Re: [PATCH] fanotify: support custom default close response

Amir Goldstein <amir73il@xxxxxxxxx> · Mon, 14 Jul 2025 17:59:22 +0200

On Mon, Jul 14, 2025 at 9:02 AM Ibrahim Jirdeh <ibrahimjirdeh@xxxxxxxx> wrote:
>
> On 7/12/25, 1:08 AM, "Amir Goldstein" <amir73il@xxxxxxxxx <mailto:amir73il@xxxxxxxxx>> wrote:
>
> > Regarding the ioctl, it occured to me that it may be a foot gun.
> > Once the new group interrupts all the in-flight events,
> > if due to a userland bug, this is done without full collaboration
> > with old group, there could be nasty races of both old and new
> > groups responding to the same event, and with recyclable
> > ida response ids that could cause a real mess.
>
> Makes sense. I had only considered an "ideal" usage where the resend
> ioctl is synchronized. Sounds reasonable to provide stronger guarantees
> within the surfaced api.
>
> > If we implement the control-fd/queue-fd design, we would
> > not have this problem.
> > The ioctl to open an event-queue-fd would fail it a queue
> > handler fd is already open.
>
> I had a few questions around the control-fd/queue-fd api you outlined.
> Most basically, in the new design, do we now only allow reading events /
> writing responses through the issued queue-fd.
>

Correct.

The fanotify control fd is what keeps the group object alive
and it is used for fanotify_mark() and for the ioctl that generated
the queue-fd.

The queue-fd is for fanotify_read (events) and fanotify_write
(responses).

> > The control fd API means that when a *queue* fd is released,
> > events remain in pending state until a new queue fd is opened
> > and can also imply the retry unanswered behavior,
> > when the *control* fd is released.
>
> It may match what you are saying, but is it safe to simply trigger the
> retry unanswered flow for pending events (events that are read but not
> answered) on queue fd release.

Yes you are right. This makes sense.
I did not say this correctly. I wrote it more accurately.

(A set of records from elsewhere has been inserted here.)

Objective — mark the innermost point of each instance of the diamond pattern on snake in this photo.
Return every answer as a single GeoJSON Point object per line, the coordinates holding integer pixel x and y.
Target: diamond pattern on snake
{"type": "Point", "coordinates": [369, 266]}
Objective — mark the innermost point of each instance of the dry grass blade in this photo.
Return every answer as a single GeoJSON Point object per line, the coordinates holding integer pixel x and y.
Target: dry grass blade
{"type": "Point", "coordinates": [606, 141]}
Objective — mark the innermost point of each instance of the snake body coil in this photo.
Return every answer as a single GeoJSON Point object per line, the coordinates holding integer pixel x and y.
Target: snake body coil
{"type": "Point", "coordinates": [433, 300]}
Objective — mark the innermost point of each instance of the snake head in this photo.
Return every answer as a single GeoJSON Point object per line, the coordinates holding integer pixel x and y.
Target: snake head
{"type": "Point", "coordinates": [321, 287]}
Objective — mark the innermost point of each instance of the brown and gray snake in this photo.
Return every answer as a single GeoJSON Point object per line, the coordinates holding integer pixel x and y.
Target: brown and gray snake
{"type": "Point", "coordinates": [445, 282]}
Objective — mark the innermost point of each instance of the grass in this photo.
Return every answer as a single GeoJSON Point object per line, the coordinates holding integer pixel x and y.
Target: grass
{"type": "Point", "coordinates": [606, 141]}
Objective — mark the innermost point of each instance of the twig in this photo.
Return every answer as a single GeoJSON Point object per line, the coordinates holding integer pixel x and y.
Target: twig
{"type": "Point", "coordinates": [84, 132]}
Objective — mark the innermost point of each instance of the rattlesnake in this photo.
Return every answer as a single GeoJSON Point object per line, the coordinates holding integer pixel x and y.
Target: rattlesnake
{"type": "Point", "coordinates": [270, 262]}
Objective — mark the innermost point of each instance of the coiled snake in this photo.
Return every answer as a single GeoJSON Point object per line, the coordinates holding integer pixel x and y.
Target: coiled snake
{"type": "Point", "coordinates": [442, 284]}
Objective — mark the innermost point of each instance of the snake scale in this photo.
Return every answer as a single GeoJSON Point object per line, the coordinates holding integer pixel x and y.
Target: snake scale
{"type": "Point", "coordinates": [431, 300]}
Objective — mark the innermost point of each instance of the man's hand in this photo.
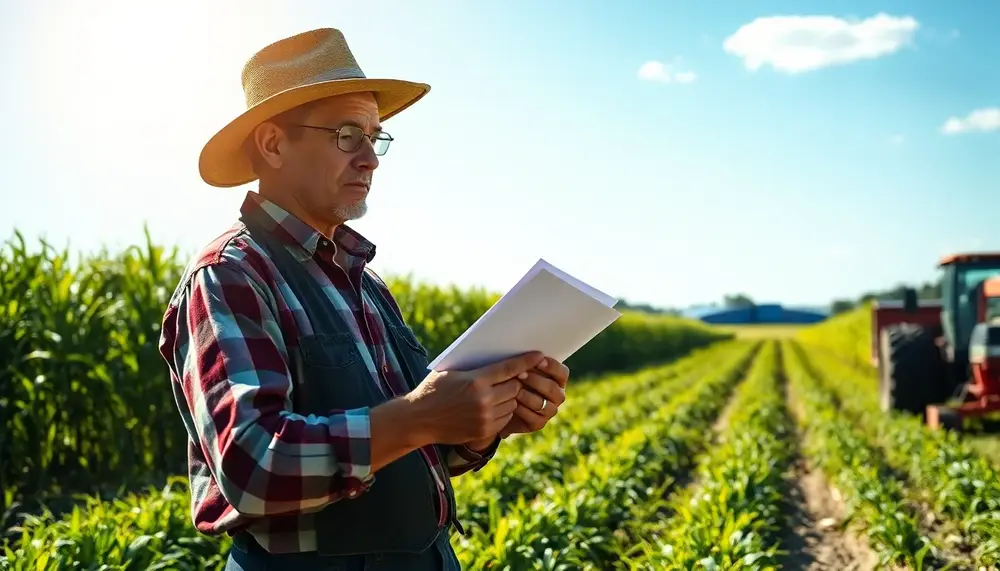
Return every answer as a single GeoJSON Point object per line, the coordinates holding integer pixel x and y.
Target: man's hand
{"type": "Point", "coordinates": [543, 392]}
{"type": "Point", "coordinates": [457, 407]}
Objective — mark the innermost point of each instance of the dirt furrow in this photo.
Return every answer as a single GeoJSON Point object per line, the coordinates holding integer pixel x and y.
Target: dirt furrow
{"type": "Point", "coordinates": [815, 541]}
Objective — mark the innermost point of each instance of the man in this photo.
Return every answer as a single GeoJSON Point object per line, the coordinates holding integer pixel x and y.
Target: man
{"type": "Point", "coordinates": [317, 438]}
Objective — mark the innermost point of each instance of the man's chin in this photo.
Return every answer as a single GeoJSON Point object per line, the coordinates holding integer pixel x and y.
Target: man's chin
{"type": "Point", "coordinates": [352, 211]}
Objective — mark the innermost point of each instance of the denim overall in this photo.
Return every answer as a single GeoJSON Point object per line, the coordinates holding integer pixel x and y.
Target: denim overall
{"type": "Point", "coordinates": [394, 524]}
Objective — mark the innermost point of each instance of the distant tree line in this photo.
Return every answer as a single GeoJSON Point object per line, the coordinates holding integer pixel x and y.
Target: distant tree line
{"type": "Point", "coordinates": [926, 290]}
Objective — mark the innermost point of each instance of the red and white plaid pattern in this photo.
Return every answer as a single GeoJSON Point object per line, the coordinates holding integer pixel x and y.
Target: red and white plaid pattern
{"type": "Point", "coordinates": [226, 334]}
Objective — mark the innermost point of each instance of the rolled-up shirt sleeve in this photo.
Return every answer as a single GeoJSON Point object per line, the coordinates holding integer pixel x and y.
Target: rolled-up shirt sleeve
{"type": "Point", "coordinates": [232, 366]}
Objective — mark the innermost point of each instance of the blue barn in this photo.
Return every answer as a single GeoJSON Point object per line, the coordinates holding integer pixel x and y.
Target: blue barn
{"type": "Point", "coordinates": [771, 313]}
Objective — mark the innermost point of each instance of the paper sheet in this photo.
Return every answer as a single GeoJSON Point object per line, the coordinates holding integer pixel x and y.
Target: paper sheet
{"type": "Point", "coordinates": [547, 310]}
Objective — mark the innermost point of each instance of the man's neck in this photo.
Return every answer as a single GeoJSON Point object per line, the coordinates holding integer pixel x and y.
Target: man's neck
{"type": "Point", "coordinates": [294, 207]}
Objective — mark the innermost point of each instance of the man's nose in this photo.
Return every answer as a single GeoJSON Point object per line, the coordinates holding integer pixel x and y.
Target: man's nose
{"type": "Point", "coordinates": [366, 158]}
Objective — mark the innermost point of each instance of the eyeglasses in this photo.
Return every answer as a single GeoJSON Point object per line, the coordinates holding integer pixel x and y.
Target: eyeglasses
{"type": "Point", "coordinates": [350, 137]}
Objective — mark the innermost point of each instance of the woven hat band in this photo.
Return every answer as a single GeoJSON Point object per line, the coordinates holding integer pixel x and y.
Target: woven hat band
{"type": "Point", "coordinates": [310, 57]}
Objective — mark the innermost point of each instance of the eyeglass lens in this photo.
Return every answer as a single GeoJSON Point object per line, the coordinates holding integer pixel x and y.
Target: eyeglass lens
{"type": "Point", "coordinates": [351, 137]}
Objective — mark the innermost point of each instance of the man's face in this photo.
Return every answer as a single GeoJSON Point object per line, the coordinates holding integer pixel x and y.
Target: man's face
{"type": "Point", "coordinates": [331, 185]}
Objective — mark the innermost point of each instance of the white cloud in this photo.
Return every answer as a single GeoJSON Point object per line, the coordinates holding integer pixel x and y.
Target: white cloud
{"type": "Point", "coordinates": [664, 73]}
{"type": "Point", "coordinates": [795, 44]}
{"type": "Point", "coordinates": [986, 119]}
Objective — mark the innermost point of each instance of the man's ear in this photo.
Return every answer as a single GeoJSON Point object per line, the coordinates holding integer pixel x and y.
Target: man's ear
{"type": "Point", "coordinates": [269, 143]}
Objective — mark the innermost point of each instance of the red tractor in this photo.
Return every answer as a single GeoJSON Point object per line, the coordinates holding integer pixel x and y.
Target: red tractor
{"type": "Point", "coordinates": [930, 352]}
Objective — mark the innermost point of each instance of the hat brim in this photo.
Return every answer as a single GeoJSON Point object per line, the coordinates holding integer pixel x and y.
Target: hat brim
{"type": "Point", "coordinates": [223, 163]}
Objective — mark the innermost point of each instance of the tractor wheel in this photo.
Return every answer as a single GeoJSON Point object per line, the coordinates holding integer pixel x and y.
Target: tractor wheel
{"type": "Point", "coordinates": [909, 368]}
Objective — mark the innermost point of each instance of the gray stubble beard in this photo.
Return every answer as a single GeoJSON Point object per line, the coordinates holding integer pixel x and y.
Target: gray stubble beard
{"type": "Point", "coordinates": [353, 211]}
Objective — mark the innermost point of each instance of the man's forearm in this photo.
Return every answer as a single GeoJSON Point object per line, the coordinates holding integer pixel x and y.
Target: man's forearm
{"type": "Point", "coordinates": [396, 431]}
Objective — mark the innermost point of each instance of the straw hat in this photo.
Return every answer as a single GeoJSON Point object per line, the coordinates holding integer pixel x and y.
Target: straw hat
{"type": "Point", "coordinates": [288, 73]}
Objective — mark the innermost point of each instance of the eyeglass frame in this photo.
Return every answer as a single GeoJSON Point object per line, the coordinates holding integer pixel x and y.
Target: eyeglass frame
{"type": "Point", "coordinates": [371, 138]}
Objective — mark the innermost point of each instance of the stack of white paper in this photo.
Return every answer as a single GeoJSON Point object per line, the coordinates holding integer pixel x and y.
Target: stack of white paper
{"type": "Point", "coordinates": [547, 310]}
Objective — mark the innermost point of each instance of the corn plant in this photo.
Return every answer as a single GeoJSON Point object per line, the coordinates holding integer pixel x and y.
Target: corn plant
{"type": "Point", "coordinates": [874, 498]}
{"type": "Point", "coordinates": [85, 400]}
{"type": "Point", "coordinates": [568, 525]}
{"type": "Point", "coordinates": [732, 517]}
{"type": "Point", "coordinates": [960, 484]}
{"type": "Point", "coordinates": [580, 427]}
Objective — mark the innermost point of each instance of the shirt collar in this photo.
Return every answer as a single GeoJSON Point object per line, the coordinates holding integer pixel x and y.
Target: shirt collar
{"type": "Point", "coordinates": [301, 239]}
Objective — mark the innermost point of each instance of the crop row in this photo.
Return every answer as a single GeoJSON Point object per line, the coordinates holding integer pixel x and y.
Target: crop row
{"type": "Point", "coordinates": [847, 335]}
{"type": "Point", "coordinates": [960, 485]}
{"type": "Point", "coordinates": [874, 498]}
{"type": "Point", "coordinates": [732, 516]}
{"type": "Point", "coordinates": [572, 524]}
{"type": "Point", "coordinates": [154, 531]}
{"type": "Point", "coordinates": [85, 401]}
{"type": "Point", "coordinates": [580, 426]}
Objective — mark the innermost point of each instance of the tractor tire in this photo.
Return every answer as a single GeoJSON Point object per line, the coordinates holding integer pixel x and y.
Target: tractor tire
{"type": "Point", "coordinates": [910, 369]}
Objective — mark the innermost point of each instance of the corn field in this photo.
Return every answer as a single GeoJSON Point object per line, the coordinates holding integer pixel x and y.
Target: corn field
{"type": "Point", "coordinates": [85, 402]}
{"type": "Point", "coordinates": [719, 453]}
{"type": "Point", "coordinates": [726, 458]}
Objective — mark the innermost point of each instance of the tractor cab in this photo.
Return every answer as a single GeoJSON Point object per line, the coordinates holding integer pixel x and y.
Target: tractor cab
{"type": "Point", "coordinates": [968, 296]}
{"type": "Point", "coordinates": [922, 348]}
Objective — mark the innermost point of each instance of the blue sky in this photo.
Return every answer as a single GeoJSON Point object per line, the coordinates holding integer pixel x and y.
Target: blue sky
{"type": "Point", "coordinates": [541, 137]}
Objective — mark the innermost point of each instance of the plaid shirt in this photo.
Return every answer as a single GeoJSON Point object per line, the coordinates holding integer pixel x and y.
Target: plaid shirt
{"type": "Point", "coordinates": [226, 336]}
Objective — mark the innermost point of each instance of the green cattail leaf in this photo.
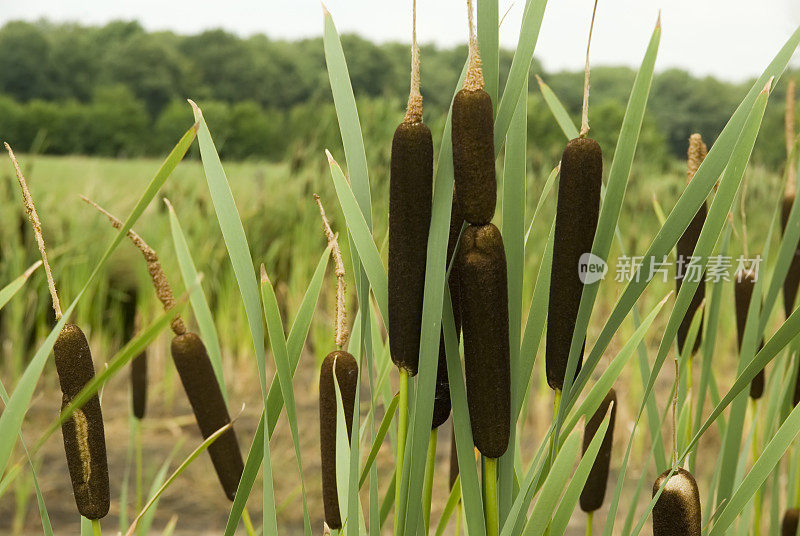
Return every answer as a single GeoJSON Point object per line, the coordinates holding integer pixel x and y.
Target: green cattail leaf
{"type": "Point", "coordinates": [294, 346]}
{"type": "Point", "coordinates": [612, 203]}
{"type": "Point", "coordinates": [553, 486]}
{"type": "Point", "coordinates": [716, 219]}
{"type": "Point", "coordinates": [690, 201]}
{"type": "Point", "coordinates": [8, 292]}
{"type": "Point", "coordinates": [280, 353]}
{"type": "Point", "coordinates": [202, 312]}
{"type": "Point", "coordinates": [488, 30]}
{"type": "Point", "coordinates": [465, 450]}
{"type": "Point", "coordinates": [388, 418]}
{"type": "Point", "coordinates": [235, 240]}
{"type": "Point", "coordinates": [578, 480]}
{"type": "Point", "coordinates": [560, 113]}
{"type": "Point", "coordinates": [435, 283]}
{"type": "Point", "coordinates": [362, 238]}
{"type": "Point", "coordinates": [520, 65]}
{"type": "Point", "coordinates": [47, 528]}
{"type": "Point", "coordinates": [14, 412]}
{"type": "Point", "coordinates": [174, 476]}
{"type": "Point", "coordinates": [513, 230]}
{"type": "Point", "coordinates": [450, 506]}
{"type": "Point", "coordinates": [761, 469]}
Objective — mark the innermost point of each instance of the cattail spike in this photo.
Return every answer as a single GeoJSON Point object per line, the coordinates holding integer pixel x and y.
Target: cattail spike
{"type": "Point", "coordinates": [342, 333]}
{"type": "Point", "coordinates": [474, 79]}
{"type": "Point", "coordinates": [160, 282]}
{"type": "Point", "coordinates": [33, 216]}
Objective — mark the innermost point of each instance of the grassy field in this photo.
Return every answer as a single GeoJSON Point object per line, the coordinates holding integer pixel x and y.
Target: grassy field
{"type": "Point", "coordinates": [283, 228]}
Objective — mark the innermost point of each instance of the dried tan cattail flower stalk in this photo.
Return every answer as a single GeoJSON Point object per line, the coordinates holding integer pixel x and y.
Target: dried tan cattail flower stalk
{"type": "Point", "coordinates": [160, 282]}
{"type": "Point", "coordinates": [33, 216]}
{"type": "Point", "coordinates": [474, 79]}
{"type": "Point", "coordinates": [342, 333]}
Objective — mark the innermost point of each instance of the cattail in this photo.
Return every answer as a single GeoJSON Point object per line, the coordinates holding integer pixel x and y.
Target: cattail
{"type": "Point", "coordinates": [83, 431]}
{"type": "Point", "coordinates": [484, 318]}
{"type": "Point", "coordinates": [344, 367]}
{"type": "Point", "coordinates": [576, 222]}
{"type": "Point", "coordinates": [789, 525]}
{"type": "Point", "coordinates": [346, 370]}
{"type": "Point", "coordinates": [410, 197]}
{"type": "Point", "coordinates": [594, 490]}
{"type": "Point", "coordinates": [139, 363]}
{"type": "Point", "coordinates": [744, 282]}
{"type": "Point", "coordinates": [677, 511]}
{"type": "Point", "coordinates": [686, 245]}
{"type": "Point", "coordinates": [196, 373]}
{"type": "Point", "coordinates": [441, 402]}
{"type": "Point", "coordinates": [473, 142]}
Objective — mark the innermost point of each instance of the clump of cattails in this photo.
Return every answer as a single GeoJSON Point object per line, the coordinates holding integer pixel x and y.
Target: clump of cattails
{"type": "Point", "coordinates": [341, 365]}
{"type": "Point", "coordinates": [577, 211]}
{"type": "Point", "coordinates": [473, 142]}
{"type": "Point", "coordinates": [686, 245]}
{"type": "Point", "coordinates": [594, 490]}
{"type": "Point", "coordinates": [744, 282]}
{"type": "Point", "coordinates": [484, 318]}
{"type": "Point", "coordinates": [83, 431]}
{"type": "Point", "coordinates": [789, 525]}
{"type": "Point", "coordinates": [410, 198]}
{"type": "Point", "coordinates": [677, 510]}
{"type": "Point", "coordinates": [196, 373]}
{"type": "Point", "coordinates": [139, 363]}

> And similarly the control fd release would
> just match the current release flow of allowing / resending all queued
> events + destroying group.

Yes, that allows a handover without a fd store.
- Start new group, setup marks, open queue fd, don't read from it
- Stop old group
- New group starts reading events (including the resent ones)

>
> And in terms of api usage does something like the following look
> reasonable for the handover:
>
> - Control fd is still kept in fd store just like current setup
> - Queue fd is not. This way on daemon restart/crash we will always resend
> any pending events via the queue fd release
> - On daemon startup always call ioctl to reissue a new queue fd
>

Yes. Exactly. sounds simple and natural.
There may be complications, but I do not see them yet.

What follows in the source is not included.